Tottenham Hotspur Masih Berjuang untuk Terhindar dari Degradasi di Musim Terakhir Liga Premier
Menjelang pertandingan terakhir musim 2025/26 Liga Premier, Tottenham Hotspur menghadapi kemungkinan terdegradasi ke divisi kedua Inggris untuk pertama kalinya dalam 49 tahun. Hal ini tentu mengejutkan bagi para penggemar dan pengamat sepak bola.
Spurs Butuh Poin untuk Bertahan
Musim ini terasa sangat buruk bagi Tottenham, ditambah dengan daftar cedera yang panjang, yang menghambat mereka dalam meraih sukses di kompetisi domestik. Meski berhasil meraih gelar di Liga Europa musim sebelumnya, Spurs hanya lolos dari ancaman degradasi dengan selisih satu poin, meskipun memiliki jarak 13 poin dari Leicester City yang berada di zona relegasi.
Namun, kelemahan dalam membangun tim setelah kesuksesan Eropa membuat situasi semakin sulit di bawah manajer Thomas Frank, yang belum pernah menangani klub besar sebelum ini.
Kini, Spurs masih memerlukan setidaknya satu poin saat menjamu Everton untuk memastikan kelangsungan bermain di Liga Premier musim depan.
Peningkatan di Bawah De Zerbi
Setelah masa kepemimpinan Igor Tudor yang kurang berhasil, pelatih baru Roberto De Zerbi membawa angin segar. Meskipun kalah di pertandingan pertamanya melawan Sunderland dan di Chelsea, Tottenham berhasil membukukan kemenangan melawan Aston Villa dan Wolves, serta imbang dengan Leeds United dan Brighton.

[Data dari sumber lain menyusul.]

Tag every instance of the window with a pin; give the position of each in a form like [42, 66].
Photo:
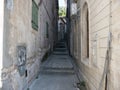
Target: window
[34, 15]
[85, 34]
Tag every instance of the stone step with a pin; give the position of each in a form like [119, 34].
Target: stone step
[47, 70]
[60, 53]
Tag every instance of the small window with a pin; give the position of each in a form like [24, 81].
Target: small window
[34, 15]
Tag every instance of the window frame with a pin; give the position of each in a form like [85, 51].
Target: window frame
[35, 10]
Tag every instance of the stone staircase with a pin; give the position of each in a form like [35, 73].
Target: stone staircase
[58, 62]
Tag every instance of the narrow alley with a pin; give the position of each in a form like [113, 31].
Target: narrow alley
[59, 44]
[57, 72]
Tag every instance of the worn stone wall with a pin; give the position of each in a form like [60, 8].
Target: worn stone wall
[103, 19]
[18, 31]
[1, 37]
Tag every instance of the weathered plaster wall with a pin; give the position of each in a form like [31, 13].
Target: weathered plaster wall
[1, 36]
[103, 17]
[18, 31]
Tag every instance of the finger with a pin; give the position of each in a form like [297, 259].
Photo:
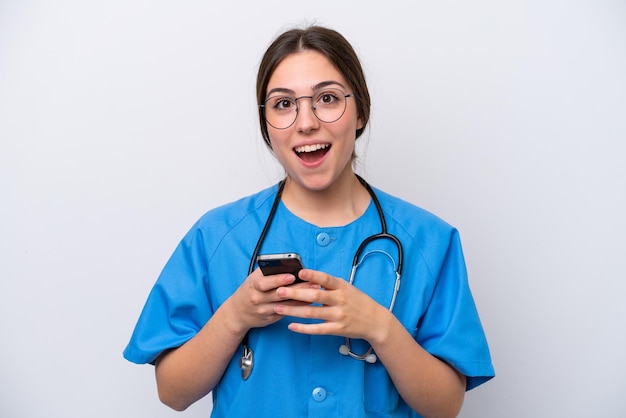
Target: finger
[320, 278]
[265, 283]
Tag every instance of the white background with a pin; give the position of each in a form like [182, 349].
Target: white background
[121, 122]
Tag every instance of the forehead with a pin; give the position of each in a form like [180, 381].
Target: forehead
[302, 71]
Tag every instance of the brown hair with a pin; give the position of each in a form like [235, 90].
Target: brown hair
[329, 43]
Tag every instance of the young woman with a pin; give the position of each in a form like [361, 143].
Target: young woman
[396, 336]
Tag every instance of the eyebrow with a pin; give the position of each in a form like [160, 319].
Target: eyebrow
[317, 86]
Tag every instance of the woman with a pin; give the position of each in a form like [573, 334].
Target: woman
[208, 307]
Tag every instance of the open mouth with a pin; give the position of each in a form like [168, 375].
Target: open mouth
[312, 153]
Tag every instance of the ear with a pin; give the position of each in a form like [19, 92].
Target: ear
[359, 123]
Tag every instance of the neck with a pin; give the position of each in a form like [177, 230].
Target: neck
[342, 202]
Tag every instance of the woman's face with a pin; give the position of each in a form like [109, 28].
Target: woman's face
[313, 153]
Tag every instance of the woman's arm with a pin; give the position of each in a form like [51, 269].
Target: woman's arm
[189, 372]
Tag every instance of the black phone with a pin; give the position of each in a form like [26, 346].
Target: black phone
[280, 263]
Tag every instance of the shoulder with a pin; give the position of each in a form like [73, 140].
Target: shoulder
[410, 216]
[419, 228]
[246, 212]
[234, 212]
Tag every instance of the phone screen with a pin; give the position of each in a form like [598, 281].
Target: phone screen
[280, 263]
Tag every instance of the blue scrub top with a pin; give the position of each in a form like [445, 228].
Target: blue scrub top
[299, 375]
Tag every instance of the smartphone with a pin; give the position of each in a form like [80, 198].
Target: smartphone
[280, 263]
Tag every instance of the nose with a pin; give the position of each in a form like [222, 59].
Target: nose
[306, 119]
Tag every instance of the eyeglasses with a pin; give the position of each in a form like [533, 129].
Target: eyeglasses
[328, 106]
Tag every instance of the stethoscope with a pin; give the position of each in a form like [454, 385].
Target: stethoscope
[246, 362]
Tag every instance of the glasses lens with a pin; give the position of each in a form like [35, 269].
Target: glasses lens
[328, 105]
[280, 111]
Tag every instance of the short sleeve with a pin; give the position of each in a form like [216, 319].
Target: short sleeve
[178, 305]
[451, 329]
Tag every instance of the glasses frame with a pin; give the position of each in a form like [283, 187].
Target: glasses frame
[313, 108]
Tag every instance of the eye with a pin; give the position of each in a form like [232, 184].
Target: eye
[282, 103]
[328, 98]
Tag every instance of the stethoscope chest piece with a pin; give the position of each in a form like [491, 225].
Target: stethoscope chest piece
[246, 362]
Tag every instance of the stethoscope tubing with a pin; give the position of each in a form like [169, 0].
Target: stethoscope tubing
[246, 363]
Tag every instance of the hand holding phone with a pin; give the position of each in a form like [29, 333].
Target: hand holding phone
[271, 264]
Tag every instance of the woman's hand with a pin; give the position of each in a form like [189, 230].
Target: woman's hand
[345, 310]
[254, 302]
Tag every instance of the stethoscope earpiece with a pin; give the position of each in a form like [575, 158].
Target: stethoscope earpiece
[368, 356]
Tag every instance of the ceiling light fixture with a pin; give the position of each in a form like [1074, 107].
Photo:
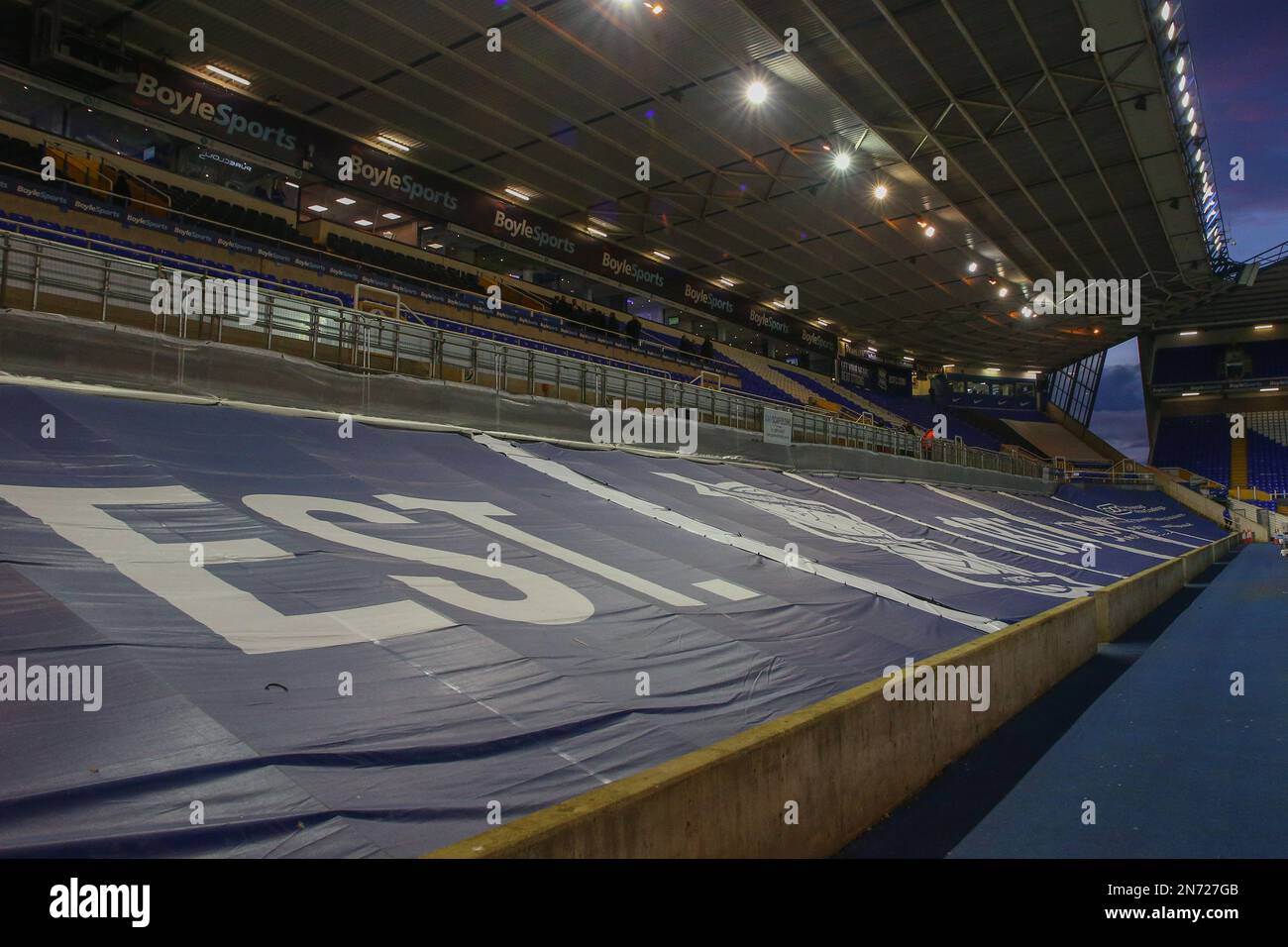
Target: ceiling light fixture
[226, 73]
[391, 144]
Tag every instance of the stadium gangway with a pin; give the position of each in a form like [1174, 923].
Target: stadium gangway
[334, 334]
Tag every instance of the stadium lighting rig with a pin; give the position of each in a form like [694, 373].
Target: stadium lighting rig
[1177, 60]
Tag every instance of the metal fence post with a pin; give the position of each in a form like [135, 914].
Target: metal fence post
[35, 278]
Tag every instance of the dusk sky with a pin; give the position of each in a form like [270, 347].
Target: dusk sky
[1237, 48]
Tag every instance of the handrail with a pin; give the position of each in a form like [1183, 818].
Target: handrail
[712, 365]
[171, 262]
[567, 352]
[288, 315]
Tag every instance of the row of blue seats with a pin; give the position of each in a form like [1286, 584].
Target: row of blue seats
[828, 394]
[1188, 364]
[143, 253]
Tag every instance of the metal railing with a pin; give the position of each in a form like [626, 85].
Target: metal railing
[475, 300]
[38, 274]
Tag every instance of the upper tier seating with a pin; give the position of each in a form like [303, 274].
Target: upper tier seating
[1199, 444]
[1202, 444]
[921, 411]
[185, 205]
[146, 253]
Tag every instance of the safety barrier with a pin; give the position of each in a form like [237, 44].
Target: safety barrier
[806, 784]
[42, 274]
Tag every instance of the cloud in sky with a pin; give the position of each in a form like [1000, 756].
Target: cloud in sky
[1120, 415]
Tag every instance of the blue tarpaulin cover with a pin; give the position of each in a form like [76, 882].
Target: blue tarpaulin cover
[309, 641]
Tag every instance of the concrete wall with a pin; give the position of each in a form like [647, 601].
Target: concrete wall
[845, 762]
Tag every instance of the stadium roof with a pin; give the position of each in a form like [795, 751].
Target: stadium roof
[1057, 159]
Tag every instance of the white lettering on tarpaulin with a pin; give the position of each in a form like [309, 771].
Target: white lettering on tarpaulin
[777, 427]
[841, 526]
[243, 620]
[542, 600]
[631, 270]
[402, 183]
[223, 115]
[75, 900]
[533, 234]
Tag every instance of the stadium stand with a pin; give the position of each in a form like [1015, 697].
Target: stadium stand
[524, 478]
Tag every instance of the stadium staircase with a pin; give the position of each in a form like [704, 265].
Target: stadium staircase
[862, 405]
[1237, 462]
[761, 379]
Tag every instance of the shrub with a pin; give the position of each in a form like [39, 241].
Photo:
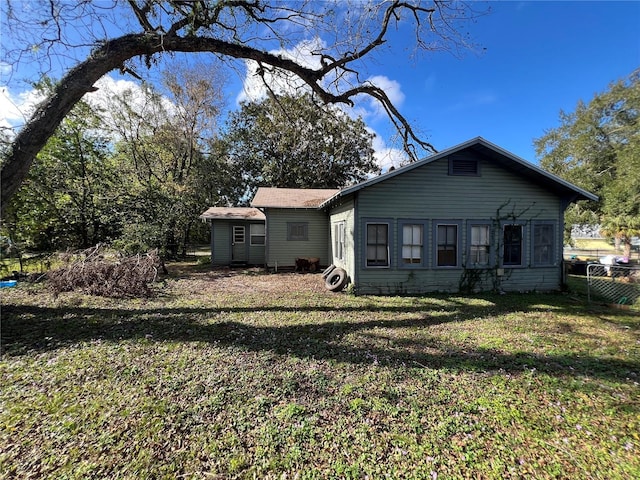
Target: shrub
[93, 272]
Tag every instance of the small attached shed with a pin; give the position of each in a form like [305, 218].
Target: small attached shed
[295, 227]
[238, 235]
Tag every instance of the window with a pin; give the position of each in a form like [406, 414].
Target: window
[238, 234]
[479, 244]
[338, 240]
[468, 167]
[543, 252]
[446, 245]
[298, 231]
[257, 233]
[412, 235]
[377, 245]
[512, 245]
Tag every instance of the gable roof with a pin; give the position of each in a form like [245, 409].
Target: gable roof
[232, 213]
[496, 155]
[292, 197]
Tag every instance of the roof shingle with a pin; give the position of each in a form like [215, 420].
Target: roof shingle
[292, 197]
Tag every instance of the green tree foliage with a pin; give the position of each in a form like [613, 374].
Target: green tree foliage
[164, 161]
[69, 198]
[598, 148]
[89, 39]
[290, 141]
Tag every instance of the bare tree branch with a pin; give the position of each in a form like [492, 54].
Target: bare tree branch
[235, 29]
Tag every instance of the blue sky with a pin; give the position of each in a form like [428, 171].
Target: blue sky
[533, 60]
[540, 57]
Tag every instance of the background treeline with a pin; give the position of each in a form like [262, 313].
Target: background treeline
[136, 168]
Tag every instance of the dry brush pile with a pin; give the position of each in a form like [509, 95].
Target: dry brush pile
[95, 272]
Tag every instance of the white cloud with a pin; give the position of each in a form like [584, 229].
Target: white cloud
[386, 156]
[16, 108]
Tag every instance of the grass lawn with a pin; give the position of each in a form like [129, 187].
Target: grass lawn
[229, 375]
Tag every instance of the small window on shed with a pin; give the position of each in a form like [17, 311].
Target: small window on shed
[464, 167]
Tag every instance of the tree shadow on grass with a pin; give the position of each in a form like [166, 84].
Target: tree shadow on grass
[27, 329]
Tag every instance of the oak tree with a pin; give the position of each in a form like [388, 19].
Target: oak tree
[89, 39]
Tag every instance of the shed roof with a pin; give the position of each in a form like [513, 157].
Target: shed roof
[498, 155]
[292, 197]
[232, 213]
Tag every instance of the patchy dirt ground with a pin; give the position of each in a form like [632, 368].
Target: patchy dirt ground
[249, 280]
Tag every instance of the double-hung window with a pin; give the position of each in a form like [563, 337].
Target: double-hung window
[257, 233]
[479, 241]
[338, 240]
[447, 238]
[543, 242]
[512, 246]
[377, 245]
[412, 243]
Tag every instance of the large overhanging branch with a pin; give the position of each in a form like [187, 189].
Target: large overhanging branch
[191, 31]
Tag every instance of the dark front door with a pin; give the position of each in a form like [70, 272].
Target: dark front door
[238, 244]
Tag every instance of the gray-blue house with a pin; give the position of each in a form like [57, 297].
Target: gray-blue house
[470, 218]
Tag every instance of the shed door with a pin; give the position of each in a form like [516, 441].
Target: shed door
[238, 244]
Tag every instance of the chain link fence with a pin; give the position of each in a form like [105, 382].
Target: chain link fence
[616, 284]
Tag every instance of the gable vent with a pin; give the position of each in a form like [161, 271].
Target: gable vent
[466, 167]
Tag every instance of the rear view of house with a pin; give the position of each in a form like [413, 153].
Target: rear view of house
[471, 218]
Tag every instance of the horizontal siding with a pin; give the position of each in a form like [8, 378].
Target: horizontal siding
[282, 252]
[429, 193]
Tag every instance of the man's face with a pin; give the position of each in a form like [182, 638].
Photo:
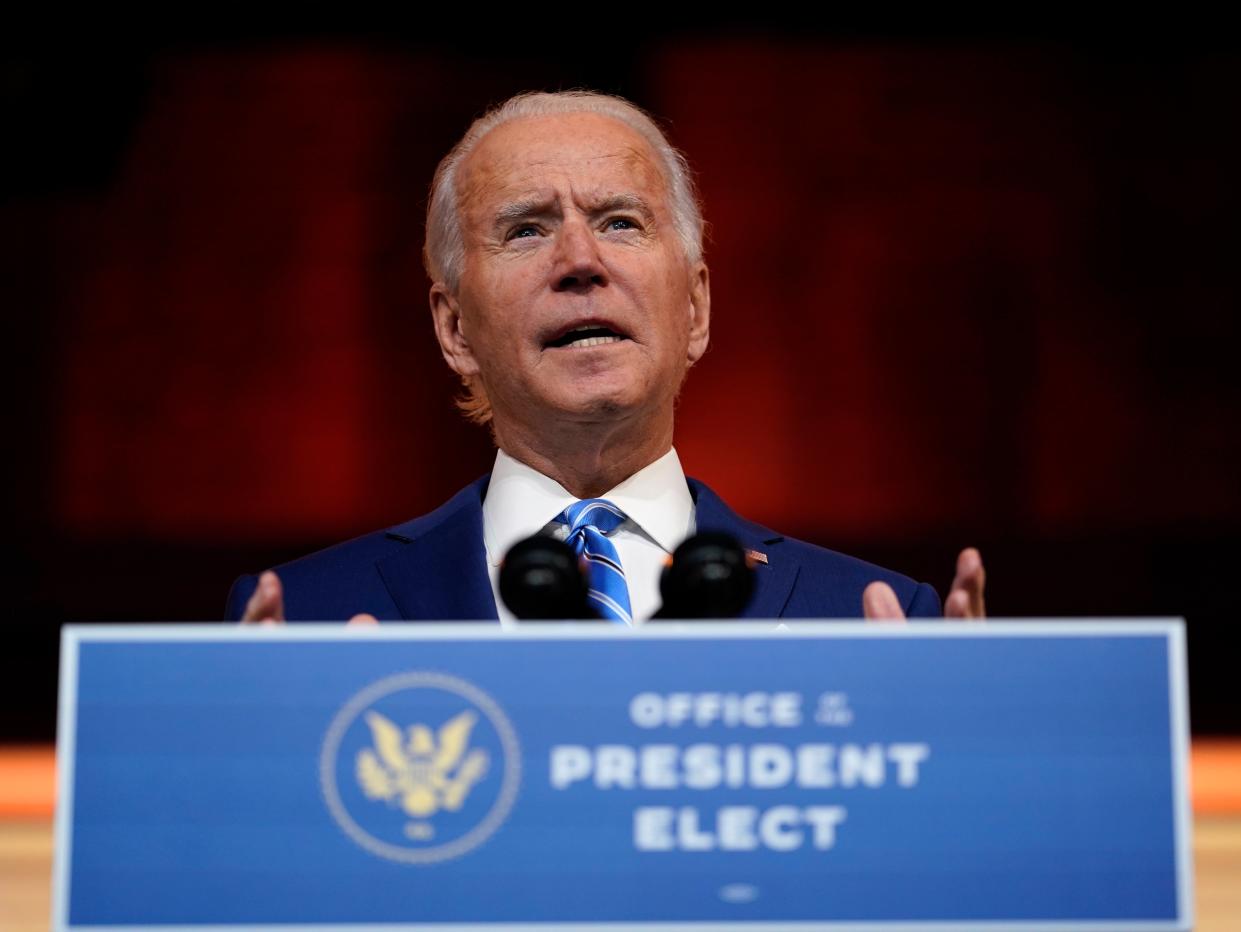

Di sisi lain, West Ham yang terancam relegasi, harus berjuang melawan Leeds untuk menghindari posisi juru kunci. Tottenham sendiri memiliki keuntungan, mengingat West Ham telah kalah di tiga pertandingan terakhir mereka.
Kondisi Everton yang Mengkhawatirkan
Everton, lawan Spurs, juga dalam performa buruk, tanpa kemenangan dalam enam pertandingan terakhir mereka. Pelatih David Moyes belum pernah menghadapi situasi di mana dia tidak meraih kemenangan dalam tujuh laga Premier League sejak 2023.
Bahkan jika Everton sempat memimpin dalam tiga pertandingan terakhir mereka, hasil akhir tetap mengecewakan, dan mereka belum pernah berhasil menang dalam laga tandang di N17 dalam 16 pertandingan terakhir.
Statistik Pertandingan
Secara historis, Everton sulit menang di London dalam pertandingan terakhir, hanya meraih satu kemenangan dalam sembilan kunjungan terakhir mereka. Ini menambah rasa optimis bagi Tottenham jelang laga nanti.
Namun, perlu diingat bahwa Spurs belum menang di kandang dalam sepuluh laga terakhir di Premier League, membuat jatah mereka tidak nyaman menjelang akhir musim ini.
Pemain Kunci dan Absen
Tottenham berharap Richarlison, yang telah menyumbang 15 gol dan assist musim ini, tampil maksimal melawan mantan klubnya. Sementara itu, James Maddison kembali ke tim dan diharapkan memberi dampak positif dalam permainan.
Namun, Spurs harus bermain tanpa beberapa pemain kunci karena cedera, termasuk Xavi Simons, Wilson Odobert, Mo Kudus, Dejan Kulusevski, Ben Davies, dan Cristian Romero. Romero juga memilih untuk tidak hadir demi menonton pertandingan Belgrano di Argentina.
Jadwal Pertandingan
Tottenham Hotspur akan menghadapi Everton pada hari Minggu, 28 Mei 2026, pukul 23:30 WIB. Pertandingan ini dapat disaksikan secara langsung melalui platform streaming berbayar resmi.
Dengan situasi yang ada, pertandingan ini diperkirakan akan sangat krusial baik untuk Tottenham maupun Everton, yang masing-masing sedang berjuang untuk mempertahankan posisi mereka di Liga Premier dan menghindari degradasi.
Dampak dari hasil laga ini akan sangat signifikan bagi Tottenham Hotspur. Jika mereka berhasil bertahan di Liga Premier, ini akan menjadi langkah positif untuk membangun kembali tim di musim depan.